Roll your own AWS Lambda Container

Published in

Fender Engineering

4 min readMay 9, 2023

Roll your own AWS Lambda Container

Lambda Functions have a temporary instance storage /tmp with 512 MB to 10GB capacity. But this is ephemeral storage and can’t really be used to install and use additional packages for your code.

AWS offers several solutions for installing large packages: lambda layers, EFS, and building a customized lambda container. In this article I will not be covering EFS.

In our environment, we have a build and deployment process that generates lambda layers based on Python requirements files. This process works well for package bundles that don’t exceed the 50MB per layer plus 5 layer per lambda limitation. As soon as your package installation size exceeds ~250MB, you have to either figure out which packages can be considered bloat or begin considering EFS or custom lambda containers.

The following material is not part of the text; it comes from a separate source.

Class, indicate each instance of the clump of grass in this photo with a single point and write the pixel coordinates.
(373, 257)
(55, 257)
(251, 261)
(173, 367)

When faced with this issue, I decided to try out lambda containers. If you want a detailed walk through on how to get started, visit AWS’s documentation here. I’m going to cover why and how I implemented custom lambda containers.

Our data engineers use lambdas to help with ETL processes. Those lambdas make good use of data related packages such as numpy, pyarrow, pyathena, and pandas. With just these packages we were easily breaking the 250MB total limitation of lambda layers. There are also many other packages that have to be installed.

I did some research on lambda containers and decided to use this feature to solve the issue for a few reasons: 1. I was already familiar with Docker containers, 2. we (the DevOps Team) had already been customizing containers for our CI/CD system and had examples of build and deployment methods, 3. You get 10GB of space to play around with, and 4. I just thought it would be fun to do.

The first thing I did was configure a Dockerfile on my local machine to install all of the required Python packages in a base container layer. Below is an example of what that Dockerfile looks like (I’ve removed company related secrets):

#python-lambda-container-base
FROM public.ecr.aws/sam/build-python3.8:latest

#Install required packages
COPY requirements.txt /var/task/requirements.txt
RUN python --version
RUN pip install --upgrade pip
RUN pip install -r requirements.txt

Very simple, right?

After getting the kinks worked out, I implemented a build and deployment process that does the following:

checks out the repository that has the Docker code in it
builds the image from the Docker file
uploads the image to ECR with SHA1 tag as its name

In order for the final container to work in AWS, I had to setup a layer that includes the necessary entry point. The Dockerfile looks something like this:

FROM ${AWS_ACCOUNT_ID}.dkr.ecr.us-east-1.amazonaws.com/python-lambda-container-base:latest

# Copy function code
ARG FUNCTION_NAME
COPY functions/${FUNCTION_NAME}/  /var/task/

ENTRYPOINT [ "/var/lang/bin/python", "-m", "awslambdaric" ]
CMD [ "main.handler" ]

This Dockerfile lives with the python code that needs to be deployed to the lambda. Now there is something you should note here — the code is deployed with the container. Once the lambda container is deployed, you cannot update the code by uploading a zip or editing the code in the console. The entire container has to be rebuilt. Actually, only the second layer needs to be rebuilt unless you are installing new packages.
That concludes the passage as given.